6. The apparatus of claim 3, wherein at least one of said one or more computer-generated morphometric features or said one or more molecular features is generated from computer analysis of one or more images of tissue subject to multiplex immunofluorescence (IF).

7. The apparatus of claim 1, wherein the model is based on one or more of the following features: pre-operative PSA;Gleason score;a morphometric measurement of lumens derived from a tissue image; anda morphometric measurement of epithelial nuclei derived from a tissue image.

8. The apparatus of claim 7, wherein said morphometric measurement of lumens comprises a median area of lumens.

9. The apparatus of claim 7, wherein said morphometric measurement of epithelial nuclei comprises the relative area of epithelial nuclei relative to total tumor area.

10. The apparatus of claim 7, wherein the model is based on all of said features listed in claim 7.

11. The apparatus of claim 7, wherein the model is further based on one or more additional clinical, molecular, and/or morphometric features.

12. The apparatus of claim 1, wherein the model is based on at least on a molecular feature representing the relative area of Ki67-positive epithelial nuclei to the total area of epithelial nuclei.

13. The apparatus of claim 1, wherein the model is based on one or more of the following features: a morphometric measurement of lumens derived from a tissue image; anda molecular measurement of Ki67-positive epithelial nuclei.

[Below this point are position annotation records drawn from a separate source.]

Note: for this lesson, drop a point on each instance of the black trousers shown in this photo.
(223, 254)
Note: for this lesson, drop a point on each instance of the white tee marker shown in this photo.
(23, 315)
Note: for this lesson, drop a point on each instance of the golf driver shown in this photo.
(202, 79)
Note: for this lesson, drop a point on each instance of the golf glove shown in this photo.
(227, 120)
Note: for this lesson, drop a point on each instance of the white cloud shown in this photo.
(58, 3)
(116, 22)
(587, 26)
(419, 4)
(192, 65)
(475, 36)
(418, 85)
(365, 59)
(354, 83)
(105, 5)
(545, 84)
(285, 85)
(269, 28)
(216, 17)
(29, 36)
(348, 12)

14. The apparatus of claim 13, wherein said molecular measurement of Ki67-positive epithelial nuclei comprises the relative area of Ki67-positive epithelial nuclei to area of tumor.

15. The apparatus of claim 13, wherein the model is based on both of said features listed in claim 12.

16. The apparatus of claim 1, wherein the model is not based on any clinical features.

17. A method of predicting disease progression in a patient post-radiation therapy, the method comprising: evaluating a dataset for a patient with a model predictive of progression of the disease post-radiation therapy, wherein the model is based on one or more clinical features, one or more molecular features, and/or one or more computer-generated morphometric feature(s) generated from one or more tissue image(s),thereby evaluating whether the disease is likely to progress in the patient after radiation therapy.

18. The method of claim 17, wherein the model is predictive of progression of prostate cancer.

19. The method of claim 17, wherein the model is based on said one or more clinical features, said one or more molecular features, and said one or more computer-generated morphometric feature(s) generated from one or more tissue image(s).

20. The method of claim 19, further comprising generating said one or more molecular features and said one or more computer-generated morphometric features from a needle biopsy of tissue taken from the patient at diagnosis before treatment of the patent with said radiation therapy.

21. Computer-readable media having computer program instructions recorded thereon for causing a computer to perform the method comprising: evaluating a dataset for a patient with a model predictive of progression of the disease post-radiation therapy, wherein the model is based on one or more clinical features, one or more molecular features, and one or more computer-generated morphometric feature(s) generated from one or more tissue image(s),thereby evaluating whether the disease is likely to progress in the patient after radiation therapy.

22. Apparatus for predicting disease progression in a patient post-radiation therapy, the apparatus comprising: means for evaluating a dataset for a patient with a model predictive of progression of the disease post-radiation therapy, wherein the model is based on one or more clinical features, one or more molecular features, and one or more computer-generated morphometric feature(s) generated from one or more tissue image(s),thereby evaluating whether the disease is likely to progress in the patient after radiation therapy.